Remember who's in charge of the MTMNM? It's U.S. Fish & Wildlife Service. And we've not been hearing anything about them lately.

So here's a tiny bit of news that I didn't see reported in our local newspapers (well, yes, it did make the Saipan Tribune, but I was gone from Saipan and didn't catch this...) President Obama has named a new director for the U.S. Fish & Wildlife Service, subject to Senate confirmation. Sam D. Hamilton.
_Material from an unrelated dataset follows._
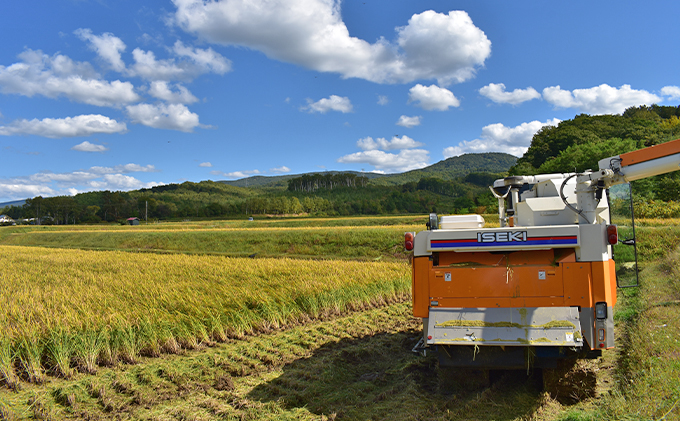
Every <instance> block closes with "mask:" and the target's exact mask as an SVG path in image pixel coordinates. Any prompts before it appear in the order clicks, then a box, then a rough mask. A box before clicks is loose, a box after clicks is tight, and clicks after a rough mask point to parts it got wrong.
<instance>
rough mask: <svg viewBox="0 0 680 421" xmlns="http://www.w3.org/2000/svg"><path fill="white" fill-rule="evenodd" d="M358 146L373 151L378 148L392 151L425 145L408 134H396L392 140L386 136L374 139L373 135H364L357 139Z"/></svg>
mask: <svg viewBox="0 0 680 421" xmlns="http://www.w3.org/2000/svg"><path fill="white" fill-rule="evenodd" d="M357 146H358V147H359V149H363V150H365V151H372V150H376V149H382V150H384V151H391V150H396V149H413V148H417V147H419V146H423V144H422V143H420V142H416V141H415V140H413V139H411V138H410V137H408V136H402V137H398V136H394V137H393V138H392V139H391V140H387V139H385V138H384V137H379V138H378V139H376V140H373V138H372V137H370V136H369V137H364V138H362V139H359V140H358V141H357Z"/></svg>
Ken Salazar, Interior Secretary, approves of the appointment. Mr. Hamilton also gets a thumbs up from two diametrically opposed groups: the National Wildlife Refuge Association (a conservation group) and "Ducks Unlimited" (a hunting group).

He's praised for his ability to balance competing interests--wildlife on the one hand and people on the other.

His record is not without problems. He has the weakest known record on enforcement of the Endangered Species Act, among all comparable officials, according to Public Employees for Environmental Responsibility. No wonder the hunters, anglers, and trappers like him!

Even more worrisome, in a 2005 survey of 1400 F&WS biologists, results from those working under Mr. Hamilton included the following:
"Nearly half (49%) of FWS respondents cited cases where "commercial interests have inappropriately induced the reversal or withdrawal of scientific conclusions or decisions through political intervention."


If this is not bad enough, it appears Mr. Hamilton also lacks experience with deep ocean environments. He helped with a (now defunct) congressional committee on merchant marines and fisheries. He's got some experience with fisheries and even with the Florida Everglades restoration. But even with this, his lack of ardor in protecting marine life, and concommitant lack of understanding of marine environments, seems evident.

For example, there was some criticism of the USFWS apparent failure to include relevant information about marine mammals--manatees--in an assessment approving of a new marina along the Orange River in Florida. And tourists were harrassing the manatees, which led to another complaint about USFWS's lack of enforcement of protections.

Perhaps this is the balance of interests he's known for?

Whether you agree with his philosophy on "balancing" competing "needs", there's no doubt Mr. Hamilton has a lot of experience, with many years at USF&WS. Yet none of his varied experience seems to be directly related to what will be at the heart of managing the Marianas Trench Marine National Monument--deep ocean ecology.

Which gets us back to that nitty gritty question: why USF&WS and not NOAA marine sanctuaries? aargh.